Kartini remaja menjalani masa pingitan dengan menyibukan diri membaca buku setiap
hari. Beliau gemar membaca buku-buku mengenai kemajuan perempuan seperti karya-
karya Multatuli atau Max Havelaar. Beliau juga banyak bergaul dengan orang-orang
terpelajar. Sering menulis surat dan bertukar ide dengan teman-temannya di Belanda,
bahkan menyampaikan kritik terhadap pendidikan perempuan, hak perempuan dan praktek
kolonialisme di Indonesia. Lewat kebiasaanya itu beliau menyadari bahwa betapa
tertinggalnya perempuan sebangsanya bila dibandingkan dengan perempuan bangsa lain,
terutama perempuan Eropa. Beliau merasakan sendiri bagaimana dirinya hanya
dibolehkan menempuh pendidikan setingkat sekolah dasar, padahal ia anak seorang Bupati.
Apalagi perempuan-perempuan biasa, mereka tidak punya kesempatan selayaknya beliau.
Dalam hati RA Kartini timbul tekad untuk memajukan kaumnya di bangsa sendiri.
Beliau pun mendirikan sekolah kecil perempuan di Jepara. Demi merealisasikan tekadnya
ia rela pergi ke Belanda untuk menepuh pendidikan guru. Namun upayanya dihalangi oleh
keluarga dengan dinikahkannya dengan Bupati Rembang, Raden Adipati Joyodiningrat.

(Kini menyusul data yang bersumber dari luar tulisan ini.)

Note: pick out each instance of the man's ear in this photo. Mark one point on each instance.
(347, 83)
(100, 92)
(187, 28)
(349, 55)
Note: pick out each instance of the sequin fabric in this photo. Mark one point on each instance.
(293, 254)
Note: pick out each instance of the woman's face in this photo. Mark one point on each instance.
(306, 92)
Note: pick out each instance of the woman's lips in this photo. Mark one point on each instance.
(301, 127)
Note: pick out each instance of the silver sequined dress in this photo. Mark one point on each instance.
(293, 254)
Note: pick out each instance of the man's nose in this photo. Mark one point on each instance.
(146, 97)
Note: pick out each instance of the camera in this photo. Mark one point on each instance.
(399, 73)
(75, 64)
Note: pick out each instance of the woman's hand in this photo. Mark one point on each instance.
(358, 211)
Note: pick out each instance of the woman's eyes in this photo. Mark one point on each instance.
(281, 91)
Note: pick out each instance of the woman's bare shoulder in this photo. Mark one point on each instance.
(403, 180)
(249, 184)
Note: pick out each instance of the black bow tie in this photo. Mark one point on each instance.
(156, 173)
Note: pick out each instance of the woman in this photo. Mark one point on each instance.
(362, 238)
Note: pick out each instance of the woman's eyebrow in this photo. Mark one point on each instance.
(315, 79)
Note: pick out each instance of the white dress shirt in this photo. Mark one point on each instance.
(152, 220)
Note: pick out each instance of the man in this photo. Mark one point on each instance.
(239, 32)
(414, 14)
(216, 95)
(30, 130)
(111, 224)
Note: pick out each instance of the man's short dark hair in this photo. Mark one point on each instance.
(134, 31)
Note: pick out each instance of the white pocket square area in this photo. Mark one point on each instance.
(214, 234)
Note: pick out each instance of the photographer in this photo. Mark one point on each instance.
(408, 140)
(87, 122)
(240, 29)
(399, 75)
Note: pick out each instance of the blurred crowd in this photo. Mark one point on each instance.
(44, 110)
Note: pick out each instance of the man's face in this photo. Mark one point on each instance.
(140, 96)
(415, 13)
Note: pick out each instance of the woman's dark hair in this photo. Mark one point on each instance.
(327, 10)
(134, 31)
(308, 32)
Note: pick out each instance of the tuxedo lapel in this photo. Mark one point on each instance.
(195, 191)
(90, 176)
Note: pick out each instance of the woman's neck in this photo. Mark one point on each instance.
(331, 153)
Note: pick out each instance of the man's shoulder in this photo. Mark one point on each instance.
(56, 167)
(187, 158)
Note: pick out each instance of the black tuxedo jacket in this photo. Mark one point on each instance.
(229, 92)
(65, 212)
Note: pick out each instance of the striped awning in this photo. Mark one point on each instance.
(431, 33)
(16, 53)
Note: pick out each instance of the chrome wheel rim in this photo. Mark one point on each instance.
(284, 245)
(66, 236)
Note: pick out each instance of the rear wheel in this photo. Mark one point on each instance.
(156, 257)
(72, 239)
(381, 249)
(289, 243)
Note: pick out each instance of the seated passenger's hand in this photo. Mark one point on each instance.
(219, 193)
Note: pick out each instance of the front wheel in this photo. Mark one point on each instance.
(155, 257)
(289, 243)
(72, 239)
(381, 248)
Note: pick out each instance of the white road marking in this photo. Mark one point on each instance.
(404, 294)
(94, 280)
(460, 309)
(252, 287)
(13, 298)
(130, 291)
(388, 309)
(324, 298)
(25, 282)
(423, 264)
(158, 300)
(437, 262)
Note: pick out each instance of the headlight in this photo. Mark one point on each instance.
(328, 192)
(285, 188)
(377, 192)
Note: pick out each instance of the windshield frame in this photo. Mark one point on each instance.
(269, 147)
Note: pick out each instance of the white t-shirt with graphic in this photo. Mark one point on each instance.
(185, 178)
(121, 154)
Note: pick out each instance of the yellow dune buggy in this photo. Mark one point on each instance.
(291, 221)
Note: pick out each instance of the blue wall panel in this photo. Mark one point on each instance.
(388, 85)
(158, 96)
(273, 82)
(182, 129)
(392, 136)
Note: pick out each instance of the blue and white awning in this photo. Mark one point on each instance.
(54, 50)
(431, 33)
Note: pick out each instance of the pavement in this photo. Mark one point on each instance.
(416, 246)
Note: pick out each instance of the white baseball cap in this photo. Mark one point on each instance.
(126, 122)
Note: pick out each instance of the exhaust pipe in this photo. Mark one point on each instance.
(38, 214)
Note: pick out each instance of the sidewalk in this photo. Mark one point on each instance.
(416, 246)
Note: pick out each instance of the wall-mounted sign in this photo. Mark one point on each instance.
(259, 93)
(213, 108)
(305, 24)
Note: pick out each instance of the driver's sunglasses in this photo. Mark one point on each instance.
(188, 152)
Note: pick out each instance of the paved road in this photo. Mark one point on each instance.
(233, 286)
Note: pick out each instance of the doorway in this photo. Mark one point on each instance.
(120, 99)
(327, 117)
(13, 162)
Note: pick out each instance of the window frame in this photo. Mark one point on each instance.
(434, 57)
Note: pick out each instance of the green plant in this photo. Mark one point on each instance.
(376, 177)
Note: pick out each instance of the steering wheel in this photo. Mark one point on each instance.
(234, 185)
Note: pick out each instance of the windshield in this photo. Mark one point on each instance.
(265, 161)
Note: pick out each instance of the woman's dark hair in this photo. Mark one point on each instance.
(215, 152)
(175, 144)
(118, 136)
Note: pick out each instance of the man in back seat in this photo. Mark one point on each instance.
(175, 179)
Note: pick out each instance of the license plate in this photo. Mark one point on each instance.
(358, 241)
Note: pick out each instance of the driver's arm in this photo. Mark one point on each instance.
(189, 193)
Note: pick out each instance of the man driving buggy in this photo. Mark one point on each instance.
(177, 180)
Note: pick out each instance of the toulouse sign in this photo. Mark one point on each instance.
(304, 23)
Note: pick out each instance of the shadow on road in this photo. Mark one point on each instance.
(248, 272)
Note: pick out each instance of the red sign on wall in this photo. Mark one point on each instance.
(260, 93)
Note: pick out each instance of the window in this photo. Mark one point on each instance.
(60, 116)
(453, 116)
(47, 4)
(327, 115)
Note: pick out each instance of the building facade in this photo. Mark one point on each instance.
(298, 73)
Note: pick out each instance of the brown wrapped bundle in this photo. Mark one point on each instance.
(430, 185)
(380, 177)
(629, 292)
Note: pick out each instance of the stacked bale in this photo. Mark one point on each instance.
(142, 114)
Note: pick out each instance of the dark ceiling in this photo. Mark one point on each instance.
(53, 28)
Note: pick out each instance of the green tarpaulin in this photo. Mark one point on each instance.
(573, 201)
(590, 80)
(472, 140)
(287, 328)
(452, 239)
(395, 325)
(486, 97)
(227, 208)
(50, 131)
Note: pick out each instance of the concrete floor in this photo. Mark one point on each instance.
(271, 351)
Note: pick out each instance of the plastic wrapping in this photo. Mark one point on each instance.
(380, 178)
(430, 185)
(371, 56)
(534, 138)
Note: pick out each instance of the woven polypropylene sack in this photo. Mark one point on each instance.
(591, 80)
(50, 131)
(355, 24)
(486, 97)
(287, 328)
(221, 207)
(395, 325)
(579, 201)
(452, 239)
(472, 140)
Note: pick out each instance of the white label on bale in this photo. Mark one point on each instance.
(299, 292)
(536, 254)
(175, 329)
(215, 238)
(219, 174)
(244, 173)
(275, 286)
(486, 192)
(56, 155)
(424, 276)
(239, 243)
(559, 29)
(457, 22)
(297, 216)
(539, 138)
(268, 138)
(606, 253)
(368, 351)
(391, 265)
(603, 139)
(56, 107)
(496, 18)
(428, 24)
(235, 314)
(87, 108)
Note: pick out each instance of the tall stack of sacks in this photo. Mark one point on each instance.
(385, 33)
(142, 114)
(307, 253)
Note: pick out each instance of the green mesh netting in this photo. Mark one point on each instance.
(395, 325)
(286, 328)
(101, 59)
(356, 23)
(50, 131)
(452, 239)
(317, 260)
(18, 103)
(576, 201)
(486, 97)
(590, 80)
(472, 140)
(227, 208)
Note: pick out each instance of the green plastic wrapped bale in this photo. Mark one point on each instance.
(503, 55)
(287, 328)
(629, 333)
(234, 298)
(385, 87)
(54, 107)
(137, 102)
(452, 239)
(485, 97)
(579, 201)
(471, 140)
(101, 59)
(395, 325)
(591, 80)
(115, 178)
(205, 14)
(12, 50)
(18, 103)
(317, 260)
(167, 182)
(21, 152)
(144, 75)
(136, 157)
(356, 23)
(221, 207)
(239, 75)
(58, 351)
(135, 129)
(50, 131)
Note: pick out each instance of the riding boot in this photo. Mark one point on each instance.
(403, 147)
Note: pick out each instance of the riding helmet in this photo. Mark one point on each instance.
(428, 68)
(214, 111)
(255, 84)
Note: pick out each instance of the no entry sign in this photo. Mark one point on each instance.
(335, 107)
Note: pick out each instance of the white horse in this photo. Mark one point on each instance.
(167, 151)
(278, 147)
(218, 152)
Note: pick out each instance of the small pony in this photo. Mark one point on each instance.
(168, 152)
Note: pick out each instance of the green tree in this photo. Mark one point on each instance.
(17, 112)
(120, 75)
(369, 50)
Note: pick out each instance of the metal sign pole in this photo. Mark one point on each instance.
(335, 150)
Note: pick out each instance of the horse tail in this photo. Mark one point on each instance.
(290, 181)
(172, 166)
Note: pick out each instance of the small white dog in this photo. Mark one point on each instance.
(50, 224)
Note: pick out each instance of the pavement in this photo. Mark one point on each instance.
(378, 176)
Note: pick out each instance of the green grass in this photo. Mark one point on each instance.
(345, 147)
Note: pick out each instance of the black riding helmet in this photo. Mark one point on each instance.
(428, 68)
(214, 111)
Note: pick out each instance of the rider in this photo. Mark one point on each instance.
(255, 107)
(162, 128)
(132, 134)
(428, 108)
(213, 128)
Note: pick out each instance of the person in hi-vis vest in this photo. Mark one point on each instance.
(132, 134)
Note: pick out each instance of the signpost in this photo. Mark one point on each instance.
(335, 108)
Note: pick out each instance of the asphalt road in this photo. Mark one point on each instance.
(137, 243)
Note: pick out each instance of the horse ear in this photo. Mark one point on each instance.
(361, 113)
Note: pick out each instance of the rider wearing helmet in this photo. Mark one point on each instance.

Namun semangatnya masih tetap ada, beberapa hari sebelum pernikahan Kartini
menyampaikan lima syarat yang harus dipenuhi sang pria, salah satunya mengizinkan dan
membantunya mendirikan sekolah untuk perempuan di Rembang. Sekolah perempuan di
Rembang berdiri, diikuti beberpa pendirian “sekolah kartini” oleh wanita-wanita lainnya di
berbagai wilayah di Jawa, antara lain di Semarang, Surabaya, Yogyakarta, Malang,
Madiun, dan Cirebon.
Oleh kaarena itu tidak ada tempat di bumi pertiwi yang melegalkan tindak saling
melecehkan dan berbuat kekerasan, apalagi antar sesama perempuan. Sudah saatnya antar
sesama perempuan saling menjalin aliansi harmonis lagi erat agar perjuangan RA Kartini
dkk benar-benar membuahkan buah yang manis.